Active transfer of magnesium across the rumen wall requires use of a sodium-linked, adenosine triphosphatase-dependent transporter, and this process can be blocked by high potassium and nitrate levels, although passive transfer will still occur. Low magnesium levels also reduce PTH activity, which results in decreased calcium levels in the cow, which may explain many apparent mid-lactation milk fever occurrences.

Fresh spring grass is a major risk factor for hypomagnesaemia due to its low magnesium and sodium content, and high potassium levels. High potassium fertilisers also decrease magnesium uptake by plants. Clinical signs of hypomagnesaemia include twitching, hyperaesthesia, staggers, convulsions, increased heart sounds, increased heart rate and respiratory rate, and increased temperature. Treatment of hypomagnesaemia can be challenging if cattle are experiencing severe convulsions, so safety of both the vet and farmer should be considered. Great care must be taken when giving magnesium IV due to the possibility of inducing fatal cardiac dysrhythmias, medullary depression, respiratory failure and death.

Ideally, use a mixture of calcium and magnesium given IV, with additional magnesium given SC. Preventive intraruminal boluses can be given at risk periods to provide continuous release of magnesium, with magnesium oxide added to water troughsor applied as drench at a rate of 60g/day.

Hypophosphataemia

Phosphorus is maintained under homeostatic regulation through absorption from the diet and reabsorption from bone. It is used for bone and muscle growth, with late gestation fetuses requiring as much as 10g per day for growth. Blood phosphorus levels should remain above 1mg/dl.

Hypophosphataemia is strongly linked with hypocalcaemia, as the increase in PTH triggered by low calcium levels results in increased urinary and salivary loss of phosphorus. Along with this, high cortisol levels, such as those produced by high-stress events, also forces phosphorus into cells, thereby reducing its availability in the body.

It is quite uncommon to see cattle that are purely hypophosphataemic and it is generally always accompanied by dysregulation of calcium metabolism.

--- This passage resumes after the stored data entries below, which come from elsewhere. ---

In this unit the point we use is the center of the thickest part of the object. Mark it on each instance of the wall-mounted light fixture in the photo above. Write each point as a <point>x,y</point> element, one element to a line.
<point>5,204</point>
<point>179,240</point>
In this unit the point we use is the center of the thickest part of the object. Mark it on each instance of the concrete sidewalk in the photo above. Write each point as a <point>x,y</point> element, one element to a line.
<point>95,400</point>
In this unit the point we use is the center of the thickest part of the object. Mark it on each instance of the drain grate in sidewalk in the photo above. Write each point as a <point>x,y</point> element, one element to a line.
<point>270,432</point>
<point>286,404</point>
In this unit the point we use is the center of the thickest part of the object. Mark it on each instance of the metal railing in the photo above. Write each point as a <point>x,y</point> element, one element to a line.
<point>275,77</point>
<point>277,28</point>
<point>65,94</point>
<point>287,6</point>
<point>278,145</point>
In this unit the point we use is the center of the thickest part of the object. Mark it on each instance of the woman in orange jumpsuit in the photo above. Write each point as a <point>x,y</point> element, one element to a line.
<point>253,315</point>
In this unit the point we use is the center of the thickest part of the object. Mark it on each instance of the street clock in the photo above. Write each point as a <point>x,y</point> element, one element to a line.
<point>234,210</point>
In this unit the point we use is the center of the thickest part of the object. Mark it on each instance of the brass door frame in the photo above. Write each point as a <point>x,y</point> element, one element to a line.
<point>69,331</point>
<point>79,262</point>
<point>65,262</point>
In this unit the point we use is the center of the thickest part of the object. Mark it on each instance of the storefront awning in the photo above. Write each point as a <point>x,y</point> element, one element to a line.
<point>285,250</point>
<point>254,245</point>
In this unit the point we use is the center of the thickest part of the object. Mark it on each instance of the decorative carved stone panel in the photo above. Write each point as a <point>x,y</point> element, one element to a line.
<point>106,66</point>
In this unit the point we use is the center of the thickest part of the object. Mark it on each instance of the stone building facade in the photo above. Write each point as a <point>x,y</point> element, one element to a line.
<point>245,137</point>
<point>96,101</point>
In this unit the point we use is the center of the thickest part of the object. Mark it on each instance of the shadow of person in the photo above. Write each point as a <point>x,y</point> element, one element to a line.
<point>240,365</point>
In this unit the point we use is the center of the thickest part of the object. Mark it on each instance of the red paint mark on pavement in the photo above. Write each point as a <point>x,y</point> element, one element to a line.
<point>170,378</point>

The main clinical presentation associated with hypophosphataemia is generally that of a recumbent cow that is otherwise bright and may still be eating, but unable to rise. Treatment of this condition generally focuses around correction of calcium levels, with additional use of oral phosphorus drenches.

Other phosphorus-containing products are available, but it is important to check they contain biologically metabolisable sourcesof phosphorus (PO4) for them to be used by the cow, and not PO2 or PO3, butafosfanor toldimfos, as these forms have to be converted to PO4 before they can be used (GrÜnberg, 2014).

Conclusion

Although the descriptions of these metabolic disorders has focused heavily around their occurrence in dairy cattle, all these conditions can, and do, affect beef cattle, too. The risk factors remain the same, although animals may not be detected until clinical signs are more advanced due to the lower level of human supervision these animals receive.

Preceding treatment of these animals, blood collection for biochemical analysis can be useful to confirm a diagnosis post-treatment or establish a diagnosis when initial treatment strategies appear to have been unsuccessful. This is especially true for the apparent down cow unable to rise following treatment for presumed metabolic disturbances.

Prompt treatment of these metabolic conditions often has a high clinical success rate, but the “silent” losses in the form of reduced productivity are often unmeasured and unappreciated. Farms suffering higher-than-expected levels of metabolic disease should be encouraged to invest in preventive strategies, with farm vets and nutritionists being key components of a successful farm team.